“Don’t you want to be there?”
“I watched you have your debs buried alive.” The truth slips out and I can’t force it back in. “No. I don’t have the slightest desire to go. Or to read the books you’ve sent to my room, if we’re being completely honest.”
“You act like his mother wasn’t right there. As if my Draguns weren’t all over that forest. We would never let any harm come to anyone. I watched Georgie take his first steps. I love that boy.” She pokes me in the chest, and it’s the first time I’ve ever seen Beaulah truly upset. “You won’t imply that I don’t.”
“It’s cruel.”
She puts the bin of rocks back on the top shelf and returns the straps to manacles. When she faces me again, her expression is kind.
“Do you know how many people live their entire lives trying to find the courage to face their fear? There’s nothing Georgie will hesitate at now.” She pets the ends of my hair. “After all the time you spent at your grandmother’s, you cannot tell me you don’t wish you could have stood up for yourself sooner.”
I can’t meet her eyes. There’s some truth to that I can’t deny.
She opens my palm. I know what she wants. I fill it with shadows—swirling, dark, angry shadows. “All this power, Quell, is useless if fear controls you. And if you want honesty, you’re desperate for your mother because you’re scared of the girl in the mirror.”

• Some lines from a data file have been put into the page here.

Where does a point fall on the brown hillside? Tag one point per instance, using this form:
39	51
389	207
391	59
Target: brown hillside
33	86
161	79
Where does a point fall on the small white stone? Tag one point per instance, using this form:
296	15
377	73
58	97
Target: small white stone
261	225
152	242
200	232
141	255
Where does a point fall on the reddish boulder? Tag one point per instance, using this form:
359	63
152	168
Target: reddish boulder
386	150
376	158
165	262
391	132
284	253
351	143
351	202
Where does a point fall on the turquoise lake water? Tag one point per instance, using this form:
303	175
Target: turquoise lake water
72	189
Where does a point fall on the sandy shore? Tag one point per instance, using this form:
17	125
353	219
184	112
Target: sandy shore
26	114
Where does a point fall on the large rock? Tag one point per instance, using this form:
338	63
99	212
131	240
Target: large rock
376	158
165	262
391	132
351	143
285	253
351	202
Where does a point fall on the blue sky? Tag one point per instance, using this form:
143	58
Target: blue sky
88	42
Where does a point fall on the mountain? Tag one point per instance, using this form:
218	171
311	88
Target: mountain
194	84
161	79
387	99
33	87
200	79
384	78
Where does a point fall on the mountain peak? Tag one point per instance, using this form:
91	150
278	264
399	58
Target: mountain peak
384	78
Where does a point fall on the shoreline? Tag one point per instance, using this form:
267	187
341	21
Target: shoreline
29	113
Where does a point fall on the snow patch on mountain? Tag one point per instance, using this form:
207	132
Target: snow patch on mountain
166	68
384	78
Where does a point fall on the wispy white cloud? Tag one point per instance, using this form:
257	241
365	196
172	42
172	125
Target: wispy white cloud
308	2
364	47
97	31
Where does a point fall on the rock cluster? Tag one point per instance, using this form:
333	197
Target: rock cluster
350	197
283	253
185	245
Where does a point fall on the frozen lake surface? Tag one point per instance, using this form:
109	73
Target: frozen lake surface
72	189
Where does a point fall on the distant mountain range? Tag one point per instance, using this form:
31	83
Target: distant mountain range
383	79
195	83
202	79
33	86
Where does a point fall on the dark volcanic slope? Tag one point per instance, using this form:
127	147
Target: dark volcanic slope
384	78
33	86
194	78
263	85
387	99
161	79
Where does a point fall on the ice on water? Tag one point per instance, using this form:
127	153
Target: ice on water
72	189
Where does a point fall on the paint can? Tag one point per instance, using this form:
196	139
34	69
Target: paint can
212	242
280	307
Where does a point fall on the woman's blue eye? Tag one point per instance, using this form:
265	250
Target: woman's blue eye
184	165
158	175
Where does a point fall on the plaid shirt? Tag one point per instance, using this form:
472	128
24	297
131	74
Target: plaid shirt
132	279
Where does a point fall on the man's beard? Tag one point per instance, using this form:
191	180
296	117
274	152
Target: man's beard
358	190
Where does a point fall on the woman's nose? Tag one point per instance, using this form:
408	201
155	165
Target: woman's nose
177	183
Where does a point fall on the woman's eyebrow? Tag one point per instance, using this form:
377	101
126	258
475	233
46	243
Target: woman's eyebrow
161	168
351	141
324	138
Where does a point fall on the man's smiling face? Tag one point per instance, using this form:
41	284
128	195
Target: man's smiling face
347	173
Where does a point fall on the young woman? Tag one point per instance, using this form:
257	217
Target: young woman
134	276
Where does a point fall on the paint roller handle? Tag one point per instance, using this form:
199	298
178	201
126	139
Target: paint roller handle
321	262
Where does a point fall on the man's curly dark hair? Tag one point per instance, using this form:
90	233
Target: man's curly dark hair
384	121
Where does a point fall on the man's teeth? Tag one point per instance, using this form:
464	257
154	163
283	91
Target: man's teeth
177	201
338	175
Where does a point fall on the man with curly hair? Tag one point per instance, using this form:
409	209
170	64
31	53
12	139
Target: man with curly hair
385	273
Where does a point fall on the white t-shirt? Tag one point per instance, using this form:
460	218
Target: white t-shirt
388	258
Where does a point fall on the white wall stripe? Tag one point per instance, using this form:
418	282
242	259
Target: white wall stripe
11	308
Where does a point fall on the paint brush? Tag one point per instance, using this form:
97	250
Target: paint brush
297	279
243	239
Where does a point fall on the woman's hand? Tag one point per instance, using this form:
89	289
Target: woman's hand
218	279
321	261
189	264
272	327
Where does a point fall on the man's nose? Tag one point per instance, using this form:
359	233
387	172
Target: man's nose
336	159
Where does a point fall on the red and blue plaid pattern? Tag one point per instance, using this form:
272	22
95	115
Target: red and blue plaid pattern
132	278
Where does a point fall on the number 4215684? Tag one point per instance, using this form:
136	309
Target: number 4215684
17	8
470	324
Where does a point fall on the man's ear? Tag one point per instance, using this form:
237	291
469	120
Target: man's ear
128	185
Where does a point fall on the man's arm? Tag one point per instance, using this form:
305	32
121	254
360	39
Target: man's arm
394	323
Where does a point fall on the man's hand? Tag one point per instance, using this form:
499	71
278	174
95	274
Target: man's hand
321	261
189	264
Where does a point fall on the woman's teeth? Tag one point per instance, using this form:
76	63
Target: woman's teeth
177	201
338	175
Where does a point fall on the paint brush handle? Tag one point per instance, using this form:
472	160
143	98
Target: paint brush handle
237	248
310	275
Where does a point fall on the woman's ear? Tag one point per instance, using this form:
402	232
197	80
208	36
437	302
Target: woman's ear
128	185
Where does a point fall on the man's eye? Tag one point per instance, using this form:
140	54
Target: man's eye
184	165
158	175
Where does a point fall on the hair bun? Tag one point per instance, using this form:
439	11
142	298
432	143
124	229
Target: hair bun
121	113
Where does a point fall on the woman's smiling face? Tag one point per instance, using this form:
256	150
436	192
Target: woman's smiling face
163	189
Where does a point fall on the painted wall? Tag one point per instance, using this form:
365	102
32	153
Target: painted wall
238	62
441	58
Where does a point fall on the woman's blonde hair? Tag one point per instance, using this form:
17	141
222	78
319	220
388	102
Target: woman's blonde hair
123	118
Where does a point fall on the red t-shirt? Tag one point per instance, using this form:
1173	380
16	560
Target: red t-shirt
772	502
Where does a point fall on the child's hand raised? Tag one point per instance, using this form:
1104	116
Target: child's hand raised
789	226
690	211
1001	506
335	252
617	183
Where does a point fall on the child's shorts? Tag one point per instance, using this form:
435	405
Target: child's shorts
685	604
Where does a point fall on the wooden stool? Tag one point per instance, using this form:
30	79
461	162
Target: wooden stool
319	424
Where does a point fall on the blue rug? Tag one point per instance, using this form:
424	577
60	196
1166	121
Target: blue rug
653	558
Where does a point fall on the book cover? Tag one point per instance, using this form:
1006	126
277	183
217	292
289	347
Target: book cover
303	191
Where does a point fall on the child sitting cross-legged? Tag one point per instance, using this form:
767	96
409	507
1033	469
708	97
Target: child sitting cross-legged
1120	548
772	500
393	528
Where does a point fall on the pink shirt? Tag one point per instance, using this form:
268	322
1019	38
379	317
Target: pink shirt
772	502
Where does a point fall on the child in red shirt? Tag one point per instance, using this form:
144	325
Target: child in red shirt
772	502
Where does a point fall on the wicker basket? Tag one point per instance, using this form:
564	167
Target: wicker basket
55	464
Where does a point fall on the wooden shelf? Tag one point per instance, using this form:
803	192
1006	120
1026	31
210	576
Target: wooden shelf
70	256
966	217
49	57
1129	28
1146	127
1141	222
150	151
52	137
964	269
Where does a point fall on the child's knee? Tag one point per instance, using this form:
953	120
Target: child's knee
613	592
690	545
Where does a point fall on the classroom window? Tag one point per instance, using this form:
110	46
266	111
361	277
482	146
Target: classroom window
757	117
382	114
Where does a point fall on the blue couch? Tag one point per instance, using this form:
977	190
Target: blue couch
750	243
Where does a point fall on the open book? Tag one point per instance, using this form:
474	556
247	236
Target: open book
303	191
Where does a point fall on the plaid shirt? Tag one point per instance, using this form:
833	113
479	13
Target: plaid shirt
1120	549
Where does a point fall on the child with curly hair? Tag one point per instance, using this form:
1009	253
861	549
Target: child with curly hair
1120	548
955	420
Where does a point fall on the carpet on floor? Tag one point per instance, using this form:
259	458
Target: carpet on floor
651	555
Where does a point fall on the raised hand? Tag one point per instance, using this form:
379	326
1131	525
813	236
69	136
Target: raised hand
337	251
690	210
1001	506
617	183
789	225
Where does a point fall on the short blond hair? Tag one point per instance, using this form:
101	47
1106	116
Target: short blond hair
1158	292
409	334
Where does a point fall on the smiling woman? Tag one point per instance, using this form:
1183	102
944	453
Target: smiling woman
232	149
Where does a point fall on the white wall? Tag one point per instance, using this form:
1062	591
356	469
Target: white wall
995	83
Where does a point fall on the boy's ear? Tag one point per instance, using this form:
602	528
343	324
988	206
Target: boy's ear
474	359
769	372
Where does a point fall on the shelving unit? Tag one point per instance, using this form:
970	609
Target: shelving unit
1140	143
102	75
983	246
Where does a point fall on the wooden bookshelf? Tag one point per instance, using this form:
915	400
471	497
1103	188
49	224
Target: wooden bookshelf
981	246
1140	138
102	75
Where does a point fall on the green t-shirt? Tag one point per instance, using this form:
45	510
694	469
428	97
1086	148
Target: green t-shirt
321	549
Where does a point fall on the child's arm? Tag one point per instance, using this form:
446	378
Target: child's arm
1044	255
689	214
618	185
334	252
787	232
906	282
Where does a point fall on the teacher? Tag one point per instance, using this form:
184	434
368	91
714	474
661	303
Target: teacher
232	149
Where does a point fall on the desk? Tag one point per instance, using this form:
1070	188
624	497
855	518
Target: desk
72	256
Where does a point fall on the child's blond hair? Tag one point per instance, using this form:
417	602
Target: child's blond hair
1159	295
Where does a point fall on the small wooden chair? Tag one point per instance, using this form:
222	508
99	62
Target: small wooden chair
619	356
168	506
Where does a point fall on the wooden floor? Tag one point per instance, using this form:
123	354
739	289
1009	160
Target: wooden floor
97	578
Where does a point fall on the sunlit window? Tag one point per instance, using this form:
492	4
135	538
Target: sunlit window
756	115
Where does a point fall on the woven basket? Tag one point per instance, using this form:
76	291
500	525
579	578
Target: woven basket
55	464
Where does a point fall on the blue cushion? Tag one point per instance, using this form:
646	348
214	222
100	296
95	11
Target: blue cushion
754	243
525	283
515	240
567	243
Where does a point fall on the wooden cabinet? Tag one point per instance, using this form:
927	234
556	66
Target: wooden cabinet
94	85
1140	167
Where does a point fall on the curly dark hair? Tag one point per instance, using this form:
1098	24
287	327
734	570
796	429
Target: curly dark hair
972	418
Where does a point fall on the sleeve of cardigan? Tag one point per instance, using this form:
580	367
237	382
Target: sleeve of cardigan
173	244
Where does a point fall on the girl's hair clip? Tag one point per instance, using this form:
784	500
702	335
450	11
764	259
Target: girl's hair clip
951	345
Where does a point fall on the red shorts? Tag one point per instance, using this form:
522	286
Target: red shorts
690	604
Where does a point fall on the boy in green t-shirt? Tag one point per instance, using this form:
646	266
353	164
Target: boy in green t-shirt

My heart hammers. “I love my mother and miss her.”
“Even now, fear erects walls around your conscience.”
I don’t believe my ears. “You want me to agree that burying débutants alive is a proper way to teach them bravery.”
“I want you to trust your magical instincts, Miss Marionne. Which are telling you that Georgie is more prepared to survive this Order today than he was yesterday. He will not be among the threatened, he will be the threat. And that is a good place to be in a world like ours. In your gut, you know that’s true.”
For minutes, we don’t speak. Then Beaulah sets a gentle hand on my shoulder.
“A good Mother trains the children she loves for their later benefit.”
“My mother loves me.”
“And yet your grandmother and your mother both left you so unprepared.” She dusts off my clothes and I let her. “You’ll be running forever until you look at that girl in the mirror and, without anyone’s approval, unleash her.” She walks toward the door.
“I am not a Darkbearer,” I mutter.
She marches back toward me. “What is a Darkbearer but a person who knows what they are capable of? A person who is not controlled by fear, or by an institution, but exists on their own terms? Tell me, Quell, if you made the rules, would other little girls like you have lived their entire childhood running for their lives?”
I can almost feel the ratty blanket Mom and I slept on in our first apartment before we had any furniture.
“Scavenging what you can?”
I can still feel the ache of my stomach and the often bare fridge.
“Moving around like some vagrant?”
I see the looks people gave, that time we had to ask strangers for change.
“Of course not.”
“Darkbearers of the ancient days are dead. And so are their crimes. Call yourself what you want, Quell.” She purses her lips in thought before continuing. “But the Order needs someone like you. Everyone has a role to play.” She gestures at the shelf. “Take advantage of all my years of research. Get acquainted, get comfortable. If you cannot be yourself around people, then are they your people?” She waits for a response.
I think of Abby and pull at a thread on my clothes, unsure what to say.
“You are not worthless; you are a gift.”
Beaulah’s words are a warm blanket in a blustery world that confuses me more the longer I encounter it. My toushana is who I am, but if I let myself give in to it fully, who am I then? Where does that lead me? The history books say one thing. Beaulah says another. Trust myself, she’d say.
She watches me go, and her words replay in my mind like a song. And I’m not sure if it’s stuck in my head or if I’ve put it on repeat. I’ve never heard anyone talk about me or my toushana that way. Embracing it at my grandmother’s was the epitome of defiance. And I worry every day whether my mother will even look at me the same way.
I don’t speak the entire walk back to my room, my mind whirring. Georgie did seem alright after he calmed down. But his fear wasn’t the only thing left in that grave. A piece of his humanity stayed buried. But if it makes him safer, allows him to have a life that’s his own, how can it be entirely wrong? I can’t pretend that part of me doesn’t wonder what it would have been like to grow up proud of my magic…instead of scared that its existence would get me killed.